Logo Questions Linux Laravel Mysql Ubuntu Git Menu
 

Creating an R dataframe row-by-row

Tags:

list

dataframe

r

You can grow them row by row by appending or using rbind().

That does not mean you should. Dynamically growing structures is one of the least efficient ways to code in R.

If you can, allocate your entire data.frame up front:

N <- 1e4  # total number of rows to preallocate--possibly an overestimate

DF <- data.frame(num=rep(NA, N), txt=rep("", N),  # as many cols as you need
                 stringsAsFactors=FALSE)          # you don't know levels yet

and then during your operations insert row at a time

DF[i, ] <- list(1.4, "foo")

That should work for arbitrary data.frame and be much more efficient. If you overshot N you can always shrink empty rows out at the end.


One can add rows to NULL:

df<-NULL;
while(...){
  #Some code that generates new row
  rbind(df,row)->df
}

for instance

df<-NULL
for(e in 1:10) rbind(df,data.frame(x=e,square=e^2,even=factor(e%%2==0)))->df
print(df)

This is a silly example of how to use do.call(rbind,) on the output of Map() [which is similar to lapply()]
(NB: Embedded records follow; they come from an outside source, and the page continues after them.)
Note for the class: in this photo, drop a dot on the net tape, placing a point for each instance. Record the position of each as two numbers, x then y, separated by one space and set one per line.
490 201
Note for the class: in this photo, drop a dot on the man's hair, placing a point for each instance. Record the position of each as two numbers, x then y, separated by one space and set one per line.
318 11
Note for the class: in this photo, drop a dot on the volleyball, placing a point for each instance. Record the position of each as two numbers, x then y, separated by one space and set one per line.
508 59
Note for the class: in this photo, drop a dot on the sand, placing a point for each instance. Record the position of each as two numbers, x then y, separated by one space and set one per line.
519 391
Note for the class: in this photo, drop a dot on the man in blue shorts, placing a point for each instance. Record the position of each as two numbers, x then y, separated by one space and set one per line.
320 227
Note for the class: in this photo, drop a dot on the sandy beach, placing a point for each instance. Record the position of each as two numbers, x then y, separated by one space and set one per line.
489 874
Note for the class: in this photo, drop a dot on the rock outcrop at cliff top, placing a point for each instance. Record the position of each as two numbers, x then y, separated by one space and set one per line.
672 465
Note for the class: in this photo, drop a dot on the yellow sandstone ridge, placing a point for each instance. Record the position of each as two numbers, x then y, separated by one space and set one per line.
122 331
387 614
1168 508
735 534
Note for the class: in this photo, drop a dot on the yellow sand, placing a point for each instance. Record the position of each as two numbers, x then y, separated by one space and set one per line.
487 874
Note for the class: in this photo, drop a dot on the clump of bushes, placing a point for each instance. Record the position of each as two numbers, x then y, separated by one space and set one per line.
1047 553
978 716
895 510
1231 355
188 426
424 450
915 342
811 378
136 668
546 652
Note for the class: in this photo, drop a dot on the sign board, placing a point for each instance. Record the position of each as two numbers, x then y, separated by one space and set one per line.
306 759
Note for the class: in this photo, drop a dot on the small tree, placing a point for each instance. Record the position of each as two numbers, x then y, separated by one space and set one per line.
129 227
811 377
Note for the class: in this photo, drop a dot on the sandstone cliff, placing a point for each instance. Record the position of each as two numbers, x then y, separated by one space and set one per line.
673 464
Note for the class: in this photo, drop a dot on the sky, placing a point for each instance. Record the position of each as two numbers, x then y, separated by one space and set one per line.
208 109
> DF <- do.call(rbind,Map(function(x) data.frame(a=x,b=x+1),x=1:3))
> DF
  x y
1 1 2
2 2 3
3 3 4
> class(DF)
[1] "data.frame"

I use this construct quite often.


The reason I like Rcpp so much is that I don't always get how R Core thinks, and with Rcpp, more often than not, I don't have to.

Speaking philosophically, you're in a state of sin with regards to the functional paradigm, which tries to ensure that every value appears independent of every other value; changing one value should never cause a visible change in another value, the way you get with pointers sharing representation in C.

The problems arise when functional programming signals the small craft to move out of the way, and the small craft replies "I'm a lighthouse". Making a long series of small changes to a large object which you want to process on in the meantime puts you square into lighthouse territory.

In the C++ STL, push_back() is a way of life. It doesn't try to be functional, but it does try to accommodate common programming idioms efficiently.

With some cleverness behind the scenes, you can sometimes arrange to have one foot in each world. Snapshot based file systems are a good example (which evolved from concepts such as union mounts, which also ply both sides).

If R Core wanted to do this, underlying vector storage could function like a union mount. One reference to the vector storage might be valid for subscripts 1:N, while another reference to the same storage is valid for subscripts 1:(N+1). There could be reserved storage not yet validly referenced by anything but convenient for a quick push_back(). You don't violate the functional concept when appending outside the range that any existing reference considers valid.

Eventually appending rows incrementally, you run out of reserved storage. You'll need to create new copies of everything, with the storage multiplied by some increment. The STL implementations I've use tend to multiply storage by 2 when extending allocation. I thought I read in R Internals that there is a memory structure where the storage increments by 20%. Either way, growth operations occur with logarithmic frequency relative to the total number of elements appended. On an amortized basis, this is usually acceptable.

As tricks behind the scenes go, I've seen worse. Every time you push_back() a new row onto the dataframe, a top level index structure would need to be copied. The new row could append onto shared representation without impacting any old functional values. I don't even think it would complicate the garbage collector much; since I'm not proposing push_front() all references are prefix references to the front of the allocated vector storage.


I've found this way to create dataframe by raw without matrix.

With automatic column name

df<-data.frame(
        t(data.frame(c(1,"a",100),c(2,"b",200),c(3,"c",300)))
        ,row.names = NULL,stringsAsFactors = FALSE
    )

With column name

df<-setNames(
        data.frame(
            t(data.frame(c(1,"a",100),c(2,"b",200),c(3,"c",300)))
            ,row.names = NULL,stringsAsFactors = FALSE
        ), 
        c("col1","col2","col3")
    )